The copies were sent to Kofi Annan, then the secretary-general of the UN, who passed them to the US, and US interrogators were given a chance by Iran to question some of the detainees, Leverett said.
Leverett, who was a career US Foreign Service officer, said she negotiated with Iran for the Bush administration in the 2001-2003 period, and that Iran sought a broader relationship with the US.
“They thought they had been helpful on al-Qaeda, and they were,” she said.
For one thing, she said, Iran denied sanctuary to suspected al-Qaeda operatives.
Some administration officials took the view, however, that Iran had not acknowledged all likely al-Qaeda members nor provided access to them, Leverett said.
Many of the expelled Arabs were deported to Saudi Arabia and other Arab and Muslim countries, even though Iran had poor relations with the Saudi monarchy and some other countries in the region, Leverett said.
James Dobbins, the Bush administration’s chief negotiator on Afghanistan in late 2001, said Iran was “comprehensively helpful” in the aftermath of the Sept. 11 attack in working to overthrow Taliban rule and collaborating with the US to install a new government in Kabul.
Iranian diplomats made clear at the time they were looking for broader cooperation with the US, but the Bush administration was not interested, said the author of After the Taliban: Nation-Building in Afghanistan.
The Bush administration has acknowledged contacts with Iran over the years even while denouncing Iran as part of an “axis of evil” and declining to consider resumption of diplomatic relations.
“It isn’t something that is talked about,” Leverett said in describing Iran’s role during a forum at the New America Foundation, a nonpartisan policy institute.
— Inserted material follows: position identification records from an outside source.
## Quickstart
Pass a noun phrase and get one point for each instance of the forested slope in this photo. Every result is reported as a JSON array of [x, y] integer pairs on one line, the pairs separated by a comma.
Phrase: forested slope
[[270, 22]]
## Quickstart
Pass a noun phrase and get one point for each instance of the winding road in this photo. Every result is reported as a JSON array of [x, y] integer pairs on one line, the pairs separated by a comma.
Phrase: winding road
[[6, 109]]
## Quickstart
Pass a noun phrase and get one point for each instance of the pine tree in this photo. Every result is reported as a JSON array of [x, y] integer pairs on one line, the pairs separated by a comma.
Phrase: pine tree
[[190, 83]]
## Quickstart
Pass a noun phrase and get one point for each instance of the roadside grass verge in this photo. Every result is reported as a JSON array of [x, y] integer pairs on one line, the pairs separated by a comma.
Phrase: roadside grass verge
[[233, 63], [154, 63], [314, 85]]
Leverett and her husband, Flynt Leverett, a former career CIA analyst and a former National Security Council official, jointly proposed that the US president who replaces George W. Bush in January seek a “grand bargain” with Iran to settle all major outstanding differences.
“The next president needs to reorient US policy toward Iran as fundamentally as President Nixon did with China in the 1970s,” Flynt Leverett said.
Among provisions of the Leveretts’ recommended Iran policy: The US would clarify that it is not seeking change in the nature of Iran’s Islamic government but rather its policies, while Iran would agree to “certain limits” on its nuclear program.